A large scale operation, such as this, demonstrates the resolve of the U.S. Attorney's Office to work closely with local, state, and federal partners to make our communities safer, said U.S. Attorney David Gaouette. The indictment of 46 people responsible for distributing meth and other dangerous drugs and illegally possessing firearms should have a serious negative impact on the drug trade in Greeley.

This investigation started over two years ago as a result of information developed by our local officers in the Weld County Drug Task Force, said Greeley Police Chief Jerry Garner. We then asked the federal agencies to join the case. I believe the results speak for the excellent working relationship we have with our federal law enforcement partners.

We are committed to a long-term investment of personnel and resources to fight violent crime in Northern Colorado, said ATF Special Agent in Charge Marvin Richardson. ATF has a personal stake in the success of our violent crime efforts in Colorado. Our employees are your neighbors – living and working and caring about Northern Colorado. From its inception in March 2008, the task force officers from the Greeley Police Department, and the Special Agents from the ATF and FBI assigned to the Northern Colorado RAGE Task Force have worked tirelessly focusing on attacking violent street gangs, armed criminals, and narcotics traffickers in Greeley and throughout Northern Colorado.

Let today's actions send a very clear message, violent street gangs and their criminal activity will not be tolerated in this state, said FBI Special Agent in Charge James Davis. Even though our agents, along with our law enforcement partners, have worked more than two years to infiltrate and weed out some of the nation's most notorious violent street offenders, our job to protect the citizens of Colorado is not over. We will continue to investigate violent street gangs to disrupt and dismantle their criminal organizations to make our communities as safe as possible.
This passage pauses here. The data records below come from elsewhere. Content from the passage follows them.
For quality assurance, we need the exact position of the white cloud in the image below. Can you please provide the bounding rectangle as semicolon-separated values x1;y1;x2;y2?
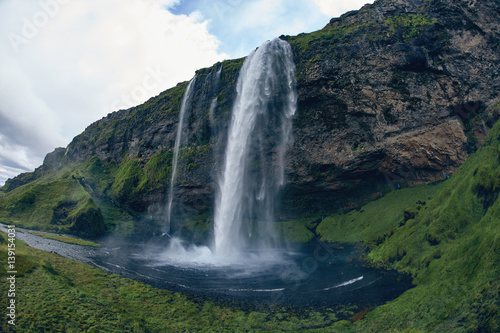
314;0;373;17
0;0;374;185
0;0;228;184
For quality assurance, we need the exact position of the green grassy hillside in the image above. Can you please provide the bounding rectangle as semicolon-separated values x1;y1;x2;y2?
0;116;500;332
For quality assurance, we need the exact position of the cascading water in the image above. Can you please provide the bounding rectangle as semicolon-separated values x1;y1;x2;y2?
166;75;196;234
215;38;297;257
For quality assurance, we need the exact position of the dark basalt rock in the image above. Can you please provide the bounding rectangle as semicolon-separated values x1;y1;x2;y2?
1;0;500;236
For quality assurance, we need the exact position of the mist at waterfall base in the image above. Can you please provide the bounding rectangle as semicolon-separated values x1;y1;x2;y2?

Weld County is a safer place as a result of the hard work and collaboration of local police authorities and federal law enforcement agencies, said Weld County District Attorney Ken Buck.

I applaud the extensive and high quality police work and mutual cooperation so that criminals like this can be arrested to make our communities safer, said Weld County Sheriff John Cooke.

This case was investigated by the Greeley RAGE Task Force, which includes the Greeley Police Department, the Bureau of Alcohol, Tobacco, Firearms and Explosives ( ATF ), and the Federal Bureau of Investigation ( FBI ). The task force is in direct partnership with the Weld County District Attorney's Office, the Weld County Sheriff's Office, the Weld County Drug Task Force (comprised of investigators from the Greeley Police Department, the Weld County Sheriff's Office, and the Evans Police Department), the United States Marshals Service, the Colorado Department of Corrections Inspector General's Office, the Colorado Department of Corrections Division of Adult Parole, and the Rocky Mountain HIDTA .

The case is being prosecuted by Assistant U.S. Attorneys M.J. Menendez and Kasandra Carleton.

The charges contained in the indictments are allegations, and the defendants are presumed innocent unless and until proven guilty.